Po 10 latach z Powiśla znika Tarabuk. Podniesiono im czynsz o 70 proc.
- Niezgodnie z zapisami w umowie, władze Spółdzielni Mieszkaniowej "Radna" żądają od nas płacenia stawki czynszu podniesionego o prawie 70%. Czterokrotnie proponowaliśmy zwiększenie stawki do wysokości, która nie przekreślałaby egzystencji Tarabuka. Bez skutku - poinformowali właściciele popularniej na Powiślu klubokawiarni Tarabuk. Wygląda na to, że po 10 latach funkcjonowania, popularna księgarnia zniknie z kulturalnej mapy stolicy.
Tarabuk to niezależna księgarnia, alternatywna kawiarnia, mały dom kultury i niewielka firma rodzinna. Właśnie obchodzi 10-lcie istnienia. Przez ten czas odbyły się tu setki spotkań promujących nowości wydawnicze, mini koncertów, wieczorów poetyckich oraz spotkań różnych środowisk twórczych, a także organizacji pozarządowych. Od początku swego istnienia co tydzień organizowane były tu niedzielne spotkania dla dzieci, pozwalające im obcować z kulturą słowa. tzw. Tarabajania. Na te spotkania przychodzą dziesiątki małych warszawiaków.
- Przez 10 lat wpłaciliśmy spółdzielni prawie 900 tysięcy złotych czynszu, a nie możemy się doprosić wymiany nieszczelnych witryn okiennych - piszą poirytowani właściciele na swoich stronach. - Od 2013 roku władze spółdzielni wielokrotnie próbowały zastraszać nas i gnębiły wypowiedzeniami, groźbami kar finansowych i wyłączeniem prądu - dodają.
O tym, że klubokawiarnie Grawitacja i Tarabuk mają problemy, pisaliśmy jeszcze w marcu 2014 roku.

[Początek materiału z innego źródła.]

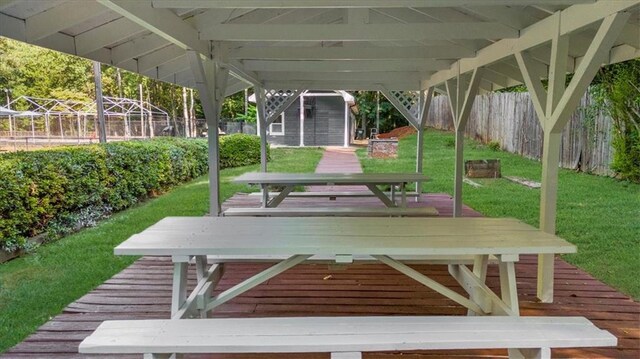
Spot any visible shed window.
[269,112,284,136]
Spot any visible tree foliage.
[592,59,640,182]
[0,37,250,124]
[354,91,409,133]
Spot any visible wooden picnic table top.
[114,217,576,256]
[233,172,429,185]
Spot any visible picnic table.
[234,172,428,208]
[79,217,617,359]
[114,217,576,318]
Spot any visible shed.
[249,91,355,147]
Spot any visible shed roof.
[0,0,640,93]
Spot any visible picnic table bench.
[79,316,617,359]
[222,207,438,217]
[233,172,428,207]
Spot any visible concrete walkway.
[306,147,368,192]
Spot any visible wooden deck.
[0,148,640,359]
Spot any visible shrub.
[487,141,500,151]
[220,133,269,168]
[0,135,260,251]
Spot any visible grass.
[0,148,322,353]
[358,130,640,300]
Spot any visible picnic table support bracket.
[265,186,293,208]
[371,255,487,315]
[205,254,312,311]
[367,184,396,207]
[449,264,519,316]
[171,261,224,319]
[171,262,189,317]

Spółdzielnia mieszkaniowa "Radna" postanowiła wypowiedzieć wówczas umowę popularnemu klubowi studenckiemu, "Grawitacja". Zarząd Spółdzielni wypowiedział także umowy innym najemcom, nie mającym żadnych zaległości płatniczych, ani problemów z lokalną społecznością. Poza "Grawitacją", otrzymały je m.in. właśnie księgarnia "Tarabuk; "By the Way Bottega, sklep kolonialny z Browarnej 4, Sklep rowerowy 3Gravity z Leszczyńskiej oraz punkt XERO z Lipowej 7a.

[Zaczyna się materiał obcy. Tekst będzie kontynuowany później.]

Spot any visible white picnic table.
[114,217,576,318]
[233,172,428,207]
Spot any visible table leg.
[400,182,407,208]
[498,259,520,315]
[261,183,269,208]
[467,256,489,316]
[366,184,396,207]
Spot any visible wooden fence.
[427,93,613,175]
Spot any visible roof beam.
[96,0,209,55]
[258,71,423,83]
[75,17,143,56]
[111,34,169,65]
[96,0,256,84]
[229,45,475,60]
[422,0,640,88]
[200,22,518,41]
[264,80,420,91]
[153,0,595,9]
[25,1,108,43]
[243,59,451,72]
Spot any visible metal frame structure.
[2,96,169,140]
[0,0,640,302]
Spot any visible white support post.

Jak tłumaczyła wówczas prezes spółdzielni Teresa Konowska, "Grawitacja nie pasuje do polityki spółdzielni. Stawiam na rozwój kulturalny studentów, na kulturę fizyczną, na to, żeby czytali dużo książek, a nie pili po 16 piw do 6 rano". Poza tym "Powiśle stało się modne. Mam mnóstwo zapytań chętnych na lokale przy Browarnej i Lipowej". - stwierdziła prezeska.

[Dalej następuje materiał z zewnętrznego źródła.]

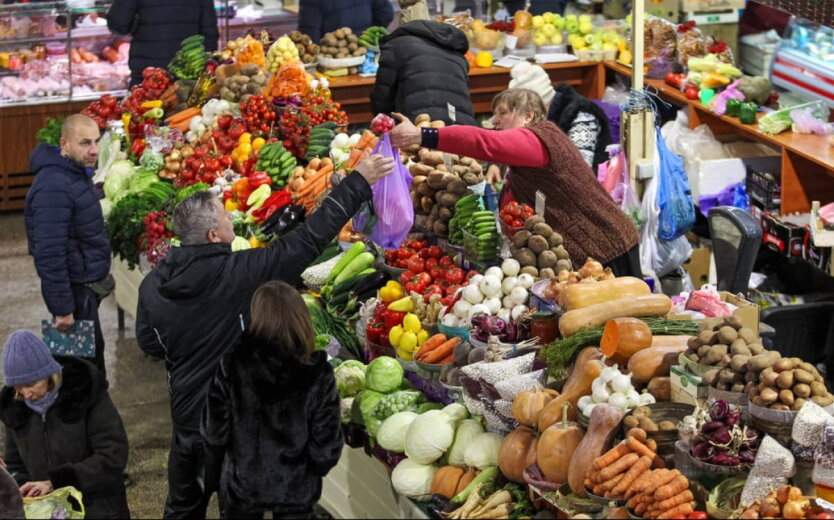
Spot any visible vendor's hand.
[354,153,394,186]
[486,164,501,184]
[53,314,75,332]
[20,480,52,497]
[390,112,423,148]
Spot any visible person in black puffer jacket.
[136,155,394,518]
[200,281,344,518]
[371,20,475,125]
[107,0,220,86]
[23,114,110,372]
[298,0,394,43]
[0,330,130,518]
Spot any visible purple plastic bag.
[353,133,414,249]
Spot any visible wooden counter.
[330,62,605,123]
[604,62,834,214]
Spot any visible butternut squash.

Tyle że to właśnie dzięki klubom Grawitacja czy księgarni Tarabuk Powiśle stało się na powrót modne. Grawitacji już na Browarnej nie znajdziemy, a Tarabuk widocznie nie wpisuje się proponowane przez prezes Spółdzielni "czytanie książek". Nie udało nam się dodzwonić do Spółdzielni "Radna". Za to na głównej stronie znaleźliśmy list, jaki wystosował do pani prezes były już burmistrz Śródmieścia. Wojciech Bartelski, wychwalając w nim prezes Konowską pisze m.in.:
Pani praca i zaangażowanie wpływa na upiększenie terenów terenów tej części Powiśla, przez co mieszkańcom stolicy żyje się lepiej, zdrowiej i bardziej estetycznie. (...) Gratulujemy niełatwych osiągnięć, życzymy dalszej, owocnej działalności i nowych sukcesów.
Brakuje tylko, by ktoś zaśpiewał jeszcze "Łubu-dubu, łubu-dubu, niech żyje nam prezes naszego klubu".
Właściciele lokalu zachęcają, by podpisywać petycję "TAK dla księgarni-kawiarni Tarabuk". Do tej pory zrobiło to ponad tysiąc osób. Można ją znaleźć tutaj.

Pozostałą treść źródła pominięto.